Bancassurance partnerships are a win-win situation for the customer, the bank and the insurer. The customer can avail of integrated financial services under one roof. For the insurer, bancassurance is a low-cost distribution model wherein it can extend reach without setting up exclusive branches. For the banks, it is a source of regular income and an opportunity to offer a complete bouquet of financial services to their customers.
The concept of bancassurance has now taken hold in various parts of the world. In Asia, a growing number of alliances, joint ventures, mergers and acquisitions between banks and insurers indicate the increasing importance of bancassurance. In fact, bancassurance has developed into a distinct distribution model which complements the traditional agency model.

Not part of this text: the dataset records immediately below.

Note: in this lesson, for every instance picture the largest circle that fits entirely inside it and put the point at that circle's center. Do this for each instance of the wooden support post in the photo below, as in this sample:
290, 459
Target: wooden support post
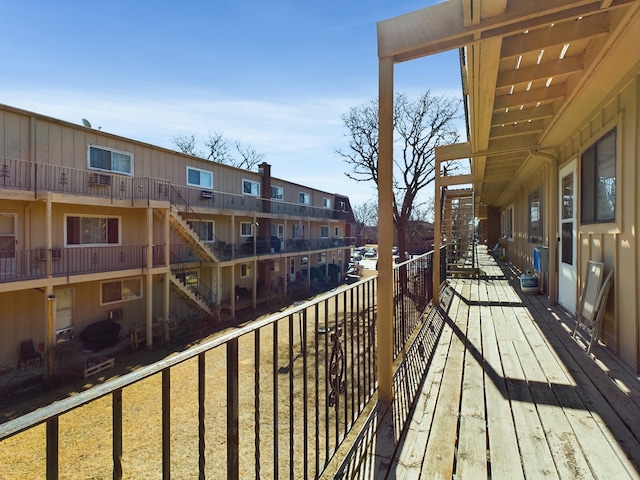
385, 231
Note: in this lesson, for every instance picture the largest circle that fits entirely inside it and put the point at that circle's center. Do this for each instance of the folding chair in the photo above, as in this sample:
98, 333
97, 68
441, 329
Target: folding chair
28, 353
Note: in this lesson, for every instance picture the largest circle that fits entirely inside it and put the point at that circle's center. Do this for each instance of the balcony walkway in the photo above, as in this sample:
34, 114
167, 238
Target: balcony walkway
506, 393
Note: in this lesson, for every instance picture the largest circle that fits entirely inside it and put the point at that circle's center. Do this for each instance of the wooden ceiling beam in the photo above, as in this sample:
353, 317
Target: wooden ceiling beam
559, 34
542, 71
510, 129
517, 115
441, 27
530, 97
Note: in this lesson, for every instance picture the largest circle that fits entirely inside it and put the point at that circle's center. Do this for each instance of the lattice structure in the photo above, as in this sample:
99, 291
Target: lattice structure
458, 231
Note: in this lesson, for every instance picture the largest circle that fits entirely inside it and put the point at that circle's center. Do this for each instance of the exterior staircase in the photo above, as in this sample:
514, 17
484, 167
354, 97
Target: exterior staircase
190, 237
188, 285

Over the last few years in particular, interest in bancassurance has grown as insurers have sought alternative distribution channels and banks, additional sources of revenue. Aviva is a leading bancassurer with 40 partnerships worldwide. In fact, Aviva introduced bancassurance in Asian countries like India, Sri Lanka and Singapore.
Bancassurance is now recognised as a key growth driver for the Indian life insurance market, especially for the private sector. Indian banks have more than 65,000 branches across the country, with an estimated 16,500 customers per branch. A majority of them continue to visit the bank branch to meet their savings and credit needs. Bancassurance therefore provides an availability of scale to the insurer.
To begin with, it is essential for both parties to understand that bancassurance is a long-term alliance requiring significant upfront investments before returns are realised. As insurers we work closely with banks to understand their account holder profiles when creating specifically targeted policies. These are most often sold only to the bank customers.
Also, bank customers expect a certain level of service and a look-and-feel of service that they have been used to in their interactions with the bank. The insurer must gear up its service infrastructure and effectively integrate its processes and systems with the bank to deliver a similar customer experience.
In India, bancassurance currently generates almost 22-25% of the new business in the private sector. This is a major shift away from the purely agency-sales model prevalent prior to 2002. With an access to a potential customer base of 46.3 million, a presence in close to 500 towns and cities, 65% of Aviva’s new business premium is being generated from this channel.
In bancassurance, strategic alignment and expeditious execution are increasingly being recognised as the key drivers for success. For any insurer to successfully implement a bancassurance model, the understanding of the bank’s business, products, processes and customers is critical. A successful bancassurer understands the bank’s customers, identifies the right product mix and provides ease of purchase and service delivery.